Once you start looking at Djokovic in this context, you start to notice there is no end to his interesting views. There’s his choice of coaching staff: For a while his team included the “guru” Pepe Imaz, a former tennis player turned coach, who runs a tennis school with a philosophy of preaching “love and peace,” as well as introducing meditation and “very long hugs” into the routines of players. There’s also Djokovic’s belief in telepathy and telekinesis, which sits alongside the aforementioned interest in kinesiology, Bosnian pyramids, and not talking rudely around his food.

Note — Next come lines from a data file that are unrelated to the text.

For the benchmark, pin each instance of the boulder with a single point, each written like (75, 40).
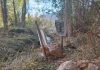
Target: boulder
(82, 64)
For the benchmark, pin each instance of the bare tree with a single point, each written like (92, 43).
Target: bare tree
(15, 15)
(4, 13)
(23, 13)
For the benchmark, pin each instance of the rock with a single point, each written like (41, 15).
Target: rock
(68, 65)
(82, 64)
(92, 66)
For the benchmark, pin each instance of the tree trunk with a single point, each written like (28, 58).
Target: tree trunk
(68, 18)
(23, 13)
(15, 15)
(4, 13)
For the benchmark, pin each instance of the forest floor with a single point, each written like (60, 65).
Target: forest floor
(17, 52)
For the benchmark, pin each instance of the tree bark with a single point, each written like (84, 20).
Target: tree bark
(23, 13)
(15, 15)
(4, 13)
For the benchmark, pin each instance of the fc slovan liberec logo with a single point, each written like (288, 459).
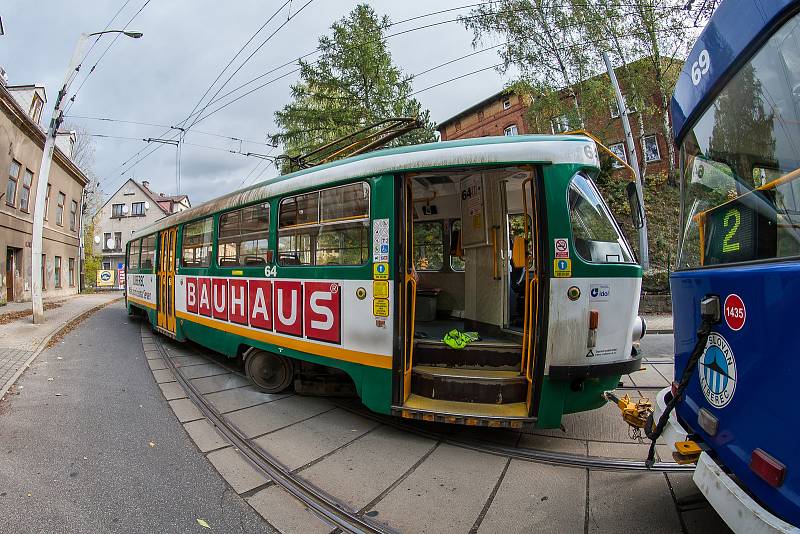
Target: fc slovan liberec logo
(717, 371)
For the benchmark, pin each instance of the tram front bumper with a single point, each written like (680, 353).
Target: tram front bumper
(739, 511)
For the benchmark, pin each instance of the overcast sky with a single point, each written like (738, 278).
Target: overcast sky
(159, 78)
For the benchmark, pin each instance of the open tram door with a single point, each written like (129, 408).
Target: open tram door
(466, 355)
(165, 280)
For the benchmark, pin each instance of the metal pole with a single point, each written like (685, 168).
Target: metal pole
(644, 256)
(41, 187)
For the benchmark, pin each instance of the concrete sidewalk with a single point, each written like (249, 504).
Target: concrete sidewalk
(21, 340)
(658, 324)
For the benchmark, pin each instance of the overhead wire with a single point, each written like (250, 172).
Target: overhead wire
(199, 117)
(114, 40)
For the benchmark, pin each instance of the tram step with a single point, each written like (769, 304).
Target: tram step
(477, 356)
(467, 413)
(469, 385)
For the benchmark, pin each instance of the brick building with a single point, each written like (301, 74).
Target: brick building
(506, 113)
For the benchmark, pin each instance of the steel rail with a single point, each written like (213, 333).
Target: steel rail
(600, 463)
(323, 505)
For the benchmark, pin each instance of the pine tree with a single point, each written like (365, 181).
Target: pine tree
(353, 84)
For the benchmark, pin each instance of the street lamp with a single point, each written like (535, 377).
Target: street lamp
(44, 171)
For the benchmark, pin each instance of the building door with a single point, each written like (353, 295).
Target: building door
(9, 274)
(166, 279)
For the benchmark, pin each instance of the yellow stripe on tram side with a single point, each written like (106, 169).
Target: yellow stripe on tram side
(142, 302)
(336, 353)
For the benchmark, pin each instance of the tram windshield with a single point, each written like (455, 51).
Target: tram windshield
(741, 176)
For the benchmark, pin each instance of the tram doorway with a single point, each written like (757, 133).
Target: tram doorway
(469, 298)
(166, 280)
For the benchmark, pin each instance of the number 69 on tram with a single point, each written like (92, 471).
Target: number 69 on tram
(367, 272)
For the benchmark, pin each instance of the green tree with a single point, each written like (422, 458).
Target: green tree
(353, 84)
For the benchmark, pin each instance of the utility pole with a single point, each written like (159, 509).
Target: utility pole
(44, 171)
(644, 256)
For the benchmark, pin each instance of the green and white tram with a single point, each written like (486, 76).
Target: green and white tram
(481, 282)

Djokovic is flatout batshit, but he’s possibly going to end his tennis career as the greatest player to ever play the game. And he isn’t unique in holding odd beliefs. The history of tennis is littered with players who have made it to the top despite their wild ideas. Like the 1950 US Open champion Tappy Larsen, who used to get mid-match coaching tips from an invisible eagle sitting on his shoulder; or Serena Williams, who will only wear one pair of socks throughout an entire tennis tournament; or Rafael Nadal, who won’t stand on any of the lines on the court between points. Odd beliefs have been practiced in the background of sports for centuries. They’re just usually hidden away from us. Though sometimes, very occasionally, we’re given a glimpse of them.